On treaties change if Trump wins:

Much less than what he claims now because you cannot just abrogate a treaty. These are legally binding documents that have consequences if you walk away but the very threat of his walking away has already had potentially adverse effects on our global stature. It is obviously disturbing to anybody who signs a treaty or an agreement with the US.What is to me striking is one of the things that have not got as much attention as I would have thought. Can you imagine a candidate 20 years ago who praises the leader of Russia and openly admits that he and his family do business with Russia? He is overturning the basic stance of who we work with and who we don’t work with, who are our friends and who are not, who share our values.He does not seem to share that particular perspective.

On how either candidate may uplift US growth:

There is a common ground in recognition that we need expansionary fiscal policy. Both have put forward a notion that we need to spend more on infrastructure. The problem with evaluating Trump agenda is it is fanciful. It talks about tax cuts, increase in spending and reducing the deficit. You can’t decrease revenues from lowering taxes and increase in spending, and lower the deficit. The Republican Party has been very focused on deficits and so, it is almost inconceivable to see how they would be able to finance the kind of infrastructure expenditures that he says he wants.Hillary has been very careful, in fact very unusual for a candidate, in trying to make sure that any proposal is funded and so, her agenda will be pushed through.

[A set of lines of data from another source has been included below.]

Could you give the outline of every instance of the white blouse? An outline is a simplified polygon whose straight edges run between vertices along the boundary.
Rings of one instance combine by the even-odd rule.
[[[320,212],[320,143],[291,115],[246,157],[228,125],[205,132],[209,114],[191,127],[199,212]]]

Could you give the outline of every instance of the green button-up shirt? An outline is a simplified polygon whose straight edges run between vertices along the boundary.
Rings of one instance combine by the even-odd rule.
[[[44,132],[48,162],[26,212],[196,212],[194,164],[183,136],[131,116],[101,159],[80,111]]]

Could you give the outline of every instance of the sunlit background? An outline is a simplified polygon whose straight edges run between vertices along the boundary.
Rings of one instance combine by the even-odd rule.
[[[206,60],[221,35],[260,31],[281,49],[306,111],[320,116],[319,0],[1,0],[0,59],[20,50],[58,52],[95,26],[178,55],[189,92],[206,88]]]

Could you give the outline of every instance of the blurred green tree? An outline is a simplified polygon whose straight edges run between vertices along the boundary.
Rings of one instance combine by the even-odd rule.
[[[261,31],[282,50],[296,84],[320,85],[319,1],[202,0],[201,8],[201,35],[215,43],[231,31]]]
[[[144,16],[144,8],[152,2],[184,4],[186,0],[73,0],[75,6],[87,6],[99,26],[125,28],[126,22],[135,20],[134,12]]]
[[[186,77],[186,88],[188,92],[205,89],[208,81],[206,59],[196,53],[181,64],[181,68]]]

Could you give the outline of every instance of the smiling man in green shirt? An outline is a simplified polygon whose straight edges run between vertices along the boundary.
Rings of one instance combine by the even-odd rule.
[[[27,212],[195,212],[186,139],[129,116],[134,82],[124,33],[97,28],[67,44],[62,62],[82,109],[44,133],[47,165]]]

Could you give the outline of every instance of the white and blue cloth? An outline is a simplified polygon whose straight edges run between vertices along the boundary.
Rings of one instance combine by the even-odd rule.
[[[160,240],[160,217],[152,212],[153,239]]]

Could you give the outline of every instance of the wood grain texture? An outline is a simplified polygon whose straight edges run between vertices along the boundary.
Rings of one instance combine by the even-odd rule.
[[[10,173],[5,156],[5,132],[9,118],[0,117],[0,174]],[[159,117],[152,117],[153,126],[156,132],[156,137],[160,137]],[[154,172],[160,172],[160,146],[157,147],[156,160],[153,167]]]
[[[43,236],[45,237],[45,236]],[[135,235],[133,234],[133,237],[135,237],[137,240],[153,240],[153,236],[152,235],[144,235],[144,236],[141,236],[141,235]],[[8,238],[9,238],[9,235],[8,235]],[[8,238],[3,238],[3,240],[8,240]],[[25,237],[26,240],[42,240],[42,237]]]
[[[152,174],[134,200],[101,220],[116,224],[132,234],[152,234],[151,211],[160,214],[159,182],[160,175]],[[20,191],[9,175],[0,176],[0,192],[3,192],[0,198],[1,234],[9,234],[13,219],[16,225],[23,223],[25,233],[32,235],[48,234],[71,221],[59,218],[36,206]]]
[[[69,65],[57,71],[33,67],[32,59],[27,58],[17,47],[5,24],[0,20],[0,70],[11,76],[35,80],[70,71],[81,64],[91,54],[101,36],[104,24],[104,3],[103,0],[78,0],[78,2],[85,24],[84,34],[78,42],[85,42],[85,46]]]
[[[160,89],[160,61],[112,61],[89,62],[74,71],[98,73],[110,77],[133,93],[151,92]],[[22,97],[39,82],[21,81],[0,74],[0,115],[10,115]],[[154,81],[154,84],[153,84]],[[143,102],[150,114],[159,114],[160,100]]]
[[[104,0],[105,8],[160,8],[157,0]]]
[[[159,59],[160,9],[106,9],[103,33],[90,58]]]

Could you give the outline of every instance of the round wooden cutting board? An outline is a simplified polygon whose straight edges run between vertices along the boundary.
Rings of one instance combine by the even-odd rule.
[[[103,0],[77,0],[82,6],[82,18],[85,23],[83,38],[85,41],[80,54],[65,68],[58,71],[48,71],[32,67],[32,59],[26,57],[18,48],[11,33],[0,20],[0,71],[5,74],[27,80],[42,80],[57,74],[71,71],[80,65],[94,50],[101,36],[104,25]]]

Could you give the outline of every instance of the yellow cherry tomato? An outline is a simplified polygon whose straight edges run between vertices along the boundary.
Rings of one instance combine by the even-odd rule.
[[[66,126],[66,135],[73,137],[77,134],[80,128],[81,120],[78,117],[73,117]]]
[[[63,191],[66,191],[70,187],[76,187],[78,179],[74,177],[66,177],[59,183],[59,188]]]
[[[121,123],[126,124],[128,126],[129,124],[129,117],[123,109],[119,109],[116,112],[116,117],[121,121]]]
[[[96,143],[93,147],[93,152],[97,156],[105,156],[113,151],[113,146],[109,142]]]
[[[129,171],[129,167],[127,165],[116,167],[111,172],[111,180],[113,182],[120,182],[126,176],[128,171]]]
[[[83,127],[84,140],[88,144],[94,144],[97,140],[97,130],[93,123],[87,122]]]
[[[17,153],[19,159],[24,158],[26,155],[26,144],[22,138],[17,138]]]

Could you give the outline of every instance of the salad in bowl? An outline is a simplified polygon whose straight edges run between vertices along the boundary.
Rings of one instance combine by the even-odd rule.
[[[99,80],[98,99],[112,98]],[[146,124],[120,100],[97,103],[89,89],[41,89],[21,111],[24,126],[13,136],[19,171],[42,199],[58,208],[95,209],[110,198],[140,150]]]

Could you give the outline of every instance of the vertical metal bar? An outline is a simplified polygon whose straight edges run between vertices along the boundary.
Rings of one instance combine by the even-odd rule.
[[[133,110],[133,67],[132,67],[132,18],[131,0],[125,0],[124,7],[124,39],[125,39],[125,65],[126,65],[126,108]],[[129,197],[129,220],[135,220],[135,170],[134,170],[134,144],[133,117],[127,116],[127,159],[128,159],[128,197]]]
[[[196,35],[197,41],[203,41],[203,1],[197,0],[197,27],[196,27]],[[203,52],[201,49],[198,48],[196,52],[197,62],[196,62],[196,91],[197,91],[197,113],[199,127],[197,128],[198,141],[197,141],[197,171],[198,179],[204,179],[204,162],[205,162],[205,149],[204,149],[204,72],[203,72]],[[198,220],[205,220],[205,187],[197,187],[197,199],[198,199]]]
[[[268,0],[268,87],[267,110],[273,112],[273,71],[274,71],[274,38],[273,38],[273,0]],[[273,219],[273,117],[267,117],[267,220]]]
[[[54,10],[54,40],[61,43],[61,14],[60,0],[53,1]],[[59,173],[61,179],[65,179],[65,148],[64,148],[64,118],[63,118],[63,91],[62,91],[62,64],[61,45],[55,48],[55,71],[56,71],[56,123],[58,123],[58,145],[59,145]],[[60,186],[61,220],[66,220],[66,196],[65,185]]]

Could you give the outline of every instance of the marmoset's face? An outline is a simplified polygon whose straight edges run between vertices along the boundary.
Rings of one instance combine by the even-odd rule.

On Hillary’s top priorities if she wins:

The top priority facing Hillary if she gets elected is reigniting the economy. The economy is weak and it is clear that monetary policy is not going to suffice to get us going again and we will need a disciplined fiscal policy. The second priority is inequality, dealing with the people who are so disaffected because they have not shared America’s prosperity. The third big concern is how to make the basic processes of the middle class lifestyle that are going out of reach of so many Americans, once again attainable. We are talking here about making sure people can get education for children and send them to college.

On Trump win impact on US’ relations with China:

About his threat of having 45% tariff (on Chinese imports); China and the US are part of the World Trade Organization (WTO) and that is one of the treaties that govern trade relations. There is a provision in that agreement that if we impose tariffs without certain due process then they would retaliate and they know how to retaliate very effectively. There are certain cases where there is a procedure where if they are engaged in dumping something below cost, then we are allowed to put dumping duties.This is simply the beginning of a trade war which is reminiscent of what happened before the Great Depression, which would not be in US’, China’s or the world’s interest. I hope it doesn’t go down there. He may want to take a more active dumping policy but there are laws and regulations both in the US and the WTO where you can appeal.There is an appellate procedure and he would have to follow that. He is living in a world gone by, not in the world as it is. China is the largest economy in the world and we are going to have to learn how to live with China and to work constructively.

On speed of policy implementation by Hillary/Trump post election win:

Hillary is clearly much better set up. Trump is an unusual business person. It is not like he has created a company that manufactures something. He is a real estate developer and a casino operator which are not the kind of businesses that really create jobs and require the kind of innovation that we hope will be at the centre of our economy. Hillary is emphasising the importance of research, technology and human capital -a broad-based investment in the economy. Hillary has a team of people with a lot of experience and Trump doesn’t. It is even worse than that in some ways.There was a newspaper article pointing out that there are virtually no CEOs of major companies that have come out in support of Trump.Trump has said things that most Americans find very upsetting -sexist, racist and nativist -that really aren’t true to the American spirit. He is going to have a hard time getting a lot of the most experienced people to join and then he has to get it through the Senate.